Statistical analyses of data and making sense of medical data have received much attention in the medical literature, but nevertheless have caused confusion among practitioners. Each researcher provides a different method for comparing treatments. For example, when the end point is binary, such as disease versus no disease, the common measures are odds ratios, relative risk, relative risk reduction, absolute risk reduction, and the number needed to treat. The question faced by the practitioner is then: Which one will help me in choosing the best treatment for my patient?
The purpose of this paper is to illustrate, using examples, how each measure is used, what it means, and what are its advantages and disadvantages.
Some pairs of measures present equivalent information. Furthermore, it is shown that different measures result in different impressions.
It is recommended that researchers report both a relative and an absolute measure and present these with appropriate confidence intervals.
In recent years, the amount of available information in medical literature has increased rapidly, and as more studies are performed, the results have become more easily accessible. Even patients in the Internet era are aware of current research. The problem is how to judge the evidence in various published studies and decide whether it justifies changing the existing treatment for a new one. “At the mention of the term ‘statistics’, most physicians react with a groan of confusion and annoyance.”
The main difficulty in the comparison of different treatments lies in the fact that they are almost never compared, in a preplanned study, against each other. Instead, most studies compare the new treatment with a placebo. Moreover, the end points of the studies may differ, the initial severity of the disease may be different, the studies look at different subsets of patients who had previously been exposed to different drugs, and the outcome criteria may be different. These problems imply limitations to any systematic review of placebo-controlled trials designed for regulatory purposes . Obviously, the best way to compare several treatments is to design a study that will include all treatments to be compared, but that is a hard task to accomplish for regulatory purposes.

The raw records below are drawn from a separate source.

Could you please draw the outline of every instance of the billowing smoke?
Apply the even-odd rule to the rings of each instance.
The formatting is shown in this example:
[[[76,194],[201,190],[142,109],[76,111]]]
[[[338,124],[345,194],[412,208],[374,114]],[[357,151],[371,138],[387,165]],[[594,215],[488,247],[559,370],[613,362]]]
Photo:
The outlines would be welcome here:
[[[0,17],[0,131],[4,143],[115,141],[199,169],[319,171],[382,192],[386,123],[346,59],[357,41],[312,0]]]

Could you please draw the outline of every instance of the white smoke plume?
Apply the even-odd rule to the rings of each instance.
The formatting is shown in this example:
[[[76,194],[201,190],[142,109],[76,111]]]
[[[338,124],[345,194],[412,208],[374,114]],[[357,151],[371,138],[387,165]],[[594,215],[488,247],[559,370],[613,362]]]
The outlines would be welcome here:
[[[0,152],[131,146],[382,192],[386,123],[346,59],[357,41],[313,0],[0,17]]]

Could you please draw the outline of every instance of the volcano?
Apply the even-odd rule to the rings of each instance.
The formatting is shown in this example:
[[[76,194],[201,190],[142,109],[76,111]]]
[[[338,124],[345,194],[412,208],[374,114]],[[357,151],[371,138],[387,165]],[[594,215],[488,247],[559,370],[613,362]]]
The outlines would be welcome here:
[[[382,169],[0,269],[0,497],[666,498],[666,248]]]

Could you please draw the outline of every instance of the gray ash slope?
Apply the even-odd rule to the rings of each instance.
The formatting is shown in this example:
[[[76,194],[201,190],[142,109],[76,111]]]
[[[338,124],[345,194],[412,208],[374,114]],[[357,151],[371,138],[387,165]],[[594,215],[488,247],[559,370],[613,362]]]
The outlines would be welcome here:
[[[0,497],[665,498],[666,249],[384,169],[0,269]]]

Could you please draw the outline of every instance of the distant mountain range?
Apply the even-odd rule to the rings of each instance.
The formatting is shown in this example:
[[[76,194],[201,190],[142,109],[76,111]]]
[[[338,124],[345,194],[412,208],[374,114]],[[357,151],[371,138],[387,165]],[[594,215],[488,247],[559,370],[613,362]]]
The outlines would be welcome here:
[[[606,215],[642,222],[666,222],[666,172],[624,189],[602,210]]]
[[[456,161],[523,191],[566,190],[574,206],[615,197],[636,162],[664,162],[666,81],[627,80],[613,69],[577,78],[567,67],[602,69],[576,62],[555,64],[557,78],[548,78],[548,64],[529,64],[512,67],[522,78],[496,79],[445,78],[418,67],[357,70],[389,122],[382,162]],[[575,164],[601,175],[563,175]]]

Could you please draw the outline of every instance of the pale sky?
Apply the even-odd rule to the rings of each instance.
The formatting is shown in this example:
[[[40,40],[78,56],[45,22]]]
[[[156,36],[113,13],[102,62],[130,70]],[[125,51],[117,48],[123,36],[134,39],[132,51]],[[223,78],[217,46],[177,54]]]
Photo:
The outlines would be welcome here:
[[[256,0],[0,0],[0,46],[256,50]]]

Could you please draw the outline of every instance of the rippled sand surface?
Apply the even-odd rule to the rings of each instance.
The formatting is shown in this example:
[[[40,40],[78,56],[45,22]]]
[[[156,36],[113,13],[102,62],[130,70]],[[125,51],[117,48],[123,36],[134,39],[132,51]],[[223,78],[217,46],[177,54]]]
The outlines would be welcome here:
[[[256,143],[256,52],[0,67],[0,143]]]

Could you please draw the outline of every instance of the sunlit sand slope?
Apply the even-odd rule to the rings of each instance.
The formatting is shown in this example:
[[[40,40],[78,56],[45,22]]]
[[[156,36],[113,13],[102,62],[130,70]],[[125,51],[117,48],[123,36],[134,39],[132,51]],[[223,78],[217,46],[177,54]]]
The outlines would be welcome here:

In the past few years, the issue of integrating the results of several independent studies has been the topic of many articles. While some suggest using only relative risk , or absolute risk reduction , others advocate use of the number needed to treat criteria [5,6], and some consider the odds ratio to be the method of choice . Obviously, the choice of method is linked to the type of study and its design. For retrospective studies and for cross-sectional studies, in which the aim is to look at the association rather than differences, the odds ratio is recommended, while a relative risk or risk difference cannot be meaningfully calculated. Risk calculations are only meaningful in follow-up studies. Odds ratio is also used in case-control studies, in which the relative risk cannot be estimated.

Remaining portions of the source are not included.